In Good Company Read online

Page 22


  Around this time I went through a bout of depression. I could see out of the window from my bed across to where the morgue was located. It so happened that I was looking out the window when my three dead soldiers were being moved to the airport in their caskets for return to Australia. I let myself brood upon this and became quite depressed and felt very low. All platoon commanders, I think, hold themselves most responsible for what happens to their men no matter what. I know I did. It got to me. Luckily I had fellow platoon commanders such as Graham Spinkston and Dan McDaniel on hand to help snap me out of my depression.

  All the men who had been severely wounded, to the extent that they would have to return to Australia for either convalescence or further surgery, were sent a letter from a man named Ken Bromley. Bromley ran an organisation known as the Wounded Serviceman’s Convalescence Scheme.
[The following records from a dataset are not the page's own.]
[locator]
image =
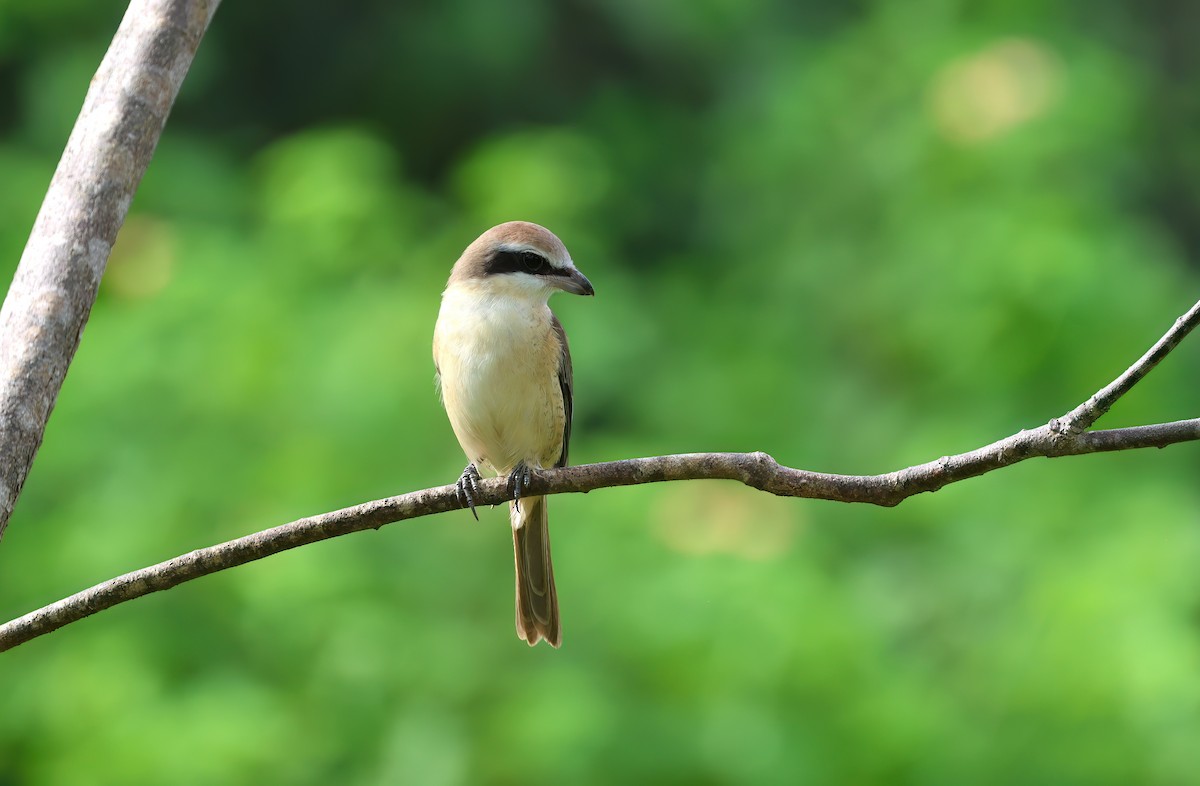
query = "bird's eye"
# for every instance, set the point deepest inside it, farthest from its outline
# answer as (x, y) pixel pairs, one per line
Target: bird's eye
(533, 262)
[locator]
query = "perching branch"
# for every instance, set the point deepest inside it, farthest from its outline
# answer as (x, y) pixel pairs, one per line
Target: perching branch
(1061, 437)
(59, 274)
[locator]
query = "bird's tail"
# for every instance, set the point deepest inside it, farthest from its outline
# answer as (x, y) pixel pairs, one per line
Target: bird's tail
(537, 599)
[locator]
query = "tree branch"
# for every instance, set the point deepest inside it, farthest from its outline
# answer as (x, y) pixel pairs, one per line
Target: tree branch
(757, 471)
(59, 274)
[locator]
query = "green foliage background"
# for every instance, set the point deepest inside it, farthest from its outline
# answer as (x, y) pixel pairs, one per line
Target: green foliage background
(855, 235)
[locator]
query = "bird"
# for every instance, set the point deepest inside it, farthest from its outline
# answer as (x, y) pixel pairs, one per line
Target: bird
(504, 375)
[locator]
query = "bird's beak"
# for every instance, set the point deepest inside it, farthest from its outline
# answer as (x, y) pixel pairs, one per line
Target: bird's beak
(575, 283)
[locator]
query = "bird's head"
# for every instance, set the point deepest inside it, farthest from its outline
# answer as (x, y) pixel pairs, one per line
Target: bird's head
(520, 258)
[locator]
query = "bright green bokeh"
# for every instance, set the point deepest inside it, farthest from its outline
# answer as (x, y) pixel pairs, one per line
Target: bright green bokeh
(855, 239)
This was a nongovernment, privately run but publicly funded organisation which he had set up in the mid-sixties not long after the Australian committment to South Vietnam was rapidly expanded to a task force. If you were unlucky (or lucky?) enough to get a ‘homer’ then Ken would send you a letter outlining the benefits of the scheme. Principally, you were given a fortnight’s all expenses paid holiday on the Gold Coast with your family. Return air fares were paid for by Ansett, various hotels on the Gold Coast contributed accommodation and the Returned Serviceman’s League at Surfers’ Paradise hosted you daily for lunch.

  Ken Bromley was an ex-Royal Australian Navy Second World War veteran who had almost single-handedly raised the donations to keep this scheme afloat. He was a tireless and energetic workhorse who took great pride in the scheme, the people who were generous enough to donate to it and in the veterans he looked after. His memory for faces and names was immense. There is no doubt that if it hadn’t been for Ken Bromley the treatment of wounded servicemen on their return to Australia would have left a lot to be desired.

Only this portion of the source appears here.